Pic: Hackney Council
As a tribute to Holocaust Memorial Day and those affected by genocides, Eastlondonlines councils hosted ceremonies with performances from Jewish School choirs, speeches from Holocaust survivors and virtual cook-along activities.
‘Fragility of Freedom’ was the theme of this year’s ceremony as decided by the Holocaust Memorial Day Trust.
The ceremony was attended by Mayor Caroline Woodley, councillors and members of the community at the council chamber on January 29.
Speakers presented speeches, shared memories, and read poems to remember the lives lost during the Holocaust and subsequent genocides that followed in Cambodia, Rwanda, Bosnia, and Darfur.
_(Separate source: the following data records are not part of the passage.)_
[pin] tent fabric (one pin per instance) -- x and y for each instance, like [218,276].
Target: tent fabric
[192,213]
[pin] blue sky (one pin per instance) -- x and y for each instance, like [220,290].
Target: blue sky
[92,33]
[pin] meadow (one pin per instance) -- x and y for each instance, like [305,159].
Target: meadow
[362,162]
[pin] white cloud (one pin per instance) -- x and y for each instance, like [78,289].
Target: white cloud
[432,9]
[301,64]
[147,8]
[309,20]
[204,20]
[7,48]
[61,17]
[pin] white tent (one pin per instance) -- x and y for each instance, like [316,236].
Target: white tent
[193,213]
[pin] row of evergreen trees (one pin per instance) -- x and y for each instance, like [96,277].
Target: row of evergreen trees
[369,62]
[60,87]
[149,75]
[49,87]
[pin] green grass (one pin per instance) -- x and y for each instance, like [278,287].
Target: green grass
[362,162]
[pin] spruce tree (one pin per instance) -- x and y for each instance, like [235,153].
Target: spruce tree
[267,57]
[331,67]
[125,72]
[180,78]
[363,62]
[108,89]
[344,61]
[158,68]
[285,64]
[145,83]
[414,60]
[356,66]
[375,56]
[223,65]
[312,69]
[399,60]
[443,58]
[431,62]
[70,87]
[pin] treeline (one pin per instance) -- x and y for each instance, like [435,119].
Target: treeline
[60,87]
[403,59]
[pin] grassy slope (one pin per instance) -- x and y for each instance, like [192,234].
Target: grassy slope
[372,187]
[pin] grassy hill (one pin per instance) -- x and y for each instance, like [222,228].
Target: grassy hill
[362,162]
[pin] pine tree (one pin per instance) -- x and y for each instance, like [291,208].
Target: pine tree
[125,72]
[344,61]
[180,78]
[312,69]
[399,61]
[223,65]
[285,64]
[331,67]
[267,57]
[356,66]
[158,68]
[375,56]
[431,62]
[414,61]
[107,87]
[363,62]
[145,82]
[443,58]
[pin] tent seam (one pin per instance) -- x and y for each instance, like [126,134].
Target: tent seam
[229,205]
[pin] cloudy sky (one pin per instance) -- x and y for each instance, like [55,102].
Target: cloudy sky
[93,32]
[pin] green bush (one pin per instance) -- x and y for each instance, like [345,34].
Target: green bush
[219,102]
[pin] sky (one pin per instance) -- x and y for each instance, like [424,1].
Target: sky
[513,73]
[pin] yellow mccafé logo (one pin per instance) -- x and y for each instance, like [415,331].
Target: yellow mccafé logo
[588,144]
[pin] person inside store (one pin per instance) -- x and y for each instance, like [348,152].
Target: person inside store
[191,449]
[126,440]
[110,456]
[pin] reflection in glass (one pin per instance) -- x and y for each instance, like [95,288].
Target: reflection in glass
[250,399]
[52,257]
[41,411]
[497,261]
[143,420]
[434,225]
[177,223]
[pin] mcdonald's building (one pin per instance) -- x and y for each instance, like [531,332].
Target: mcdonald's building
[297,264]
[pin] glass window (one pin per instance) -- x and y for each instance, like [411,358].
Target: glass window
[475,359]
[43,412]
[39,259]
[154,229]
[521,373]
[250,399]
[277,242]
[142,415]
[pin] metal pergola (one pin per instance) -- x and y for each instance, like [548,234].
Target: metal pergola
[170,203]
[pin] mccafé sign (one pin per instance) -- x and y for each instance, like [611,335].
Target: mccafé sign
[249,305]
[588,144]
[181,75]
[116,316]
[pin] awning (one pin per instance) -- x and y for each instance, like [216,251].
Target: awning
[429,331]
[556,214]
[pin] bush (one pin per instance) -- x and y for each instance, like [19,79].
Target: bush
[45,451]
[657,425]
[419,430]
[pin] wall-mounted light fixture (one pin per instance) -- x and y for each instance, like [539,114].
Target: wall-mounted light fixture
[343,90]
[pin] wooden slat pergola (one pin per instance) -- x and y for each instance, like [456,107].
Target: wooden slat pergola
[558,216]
The live-streamed event began with a performance from The Simon Marks Jewish Primary School choir, after that many speeches were made, and poems were read out as a tribute to those affected by the genocides.
Councillor Ian Rathbone of Lea Bridge, who pioneered the program into Hackney Council in 2002, spoke at the ceremony about how HMD was first established in his borough.
“Whatever our faith, we must not forget what has happened to those who are as human as we are.”
Woodley spoke about the council’s aims to ensure the whole community is respected and looked after.
“We will welcome those fleeing danger, we will celebrate the respectful borough we live in, and we will take decisive action against those who act with hate and prejudice.”
Woodley said remembrance of those affected by genocide was greatly important today.
“I’m grateful for this opportunity to remember all those who have lost their lives and livelihoods, they should never be forgotten,” she added.
BCU Commander, DCS James Conway said the police are committed to confronting all types of hate crime in Hackney and tackling antisemitism ideologies has been “a critical mission for policing”.
Mayor, Caroline Woodley (back), Speaker of Hackney, Councillor Anya Sizer (front) presenting flowers to the Holocaust Memorial Day Plaque. Pic: Hackney Council.
Find the link to the live stream here.
Mayor Tony Pearson, and Marilyn Arbisman of Croydon Synagogue both gave a speech on remembering the event, which was attended by residents and councillors, at Croydon Town Hall on January 26.
Family stories were told from third and second-generation descendants of Holocaust survivors courtesy of Generation 2 Generation.
Whitgift School performed music from Schindler’s List on the string quartet. On Twitter, they said they were “honoured” to perform.
Tower Hamlets Council said on Twitter: “Let us all think about what we can do to confront hatred and reinforce freedoms in our communities and around the world.”
They directed to the events on Holocaust Memorial Day Trust.
One event was a cook-along activity, making Challah (braided Jewish bread) and Ibirayi N’Amashaza (Rwandan spicy vegetable stew).
Lewisham Council did not host a ceremony, but on their Twitter, they directed people to watch the UK ceremony, which featured curated moments of music, poems, speeches, films, and survivor testimony.
Holocaust Memorial Day is a ceremony to remember the millions of people murdered under Nazi persecution and in the genocides which followed in Cambodia, Rwanda, Bosnia, and Darfur.
It marked the moment when the Auschwitz murder camp was liberated by the Allies on January 27, 1945.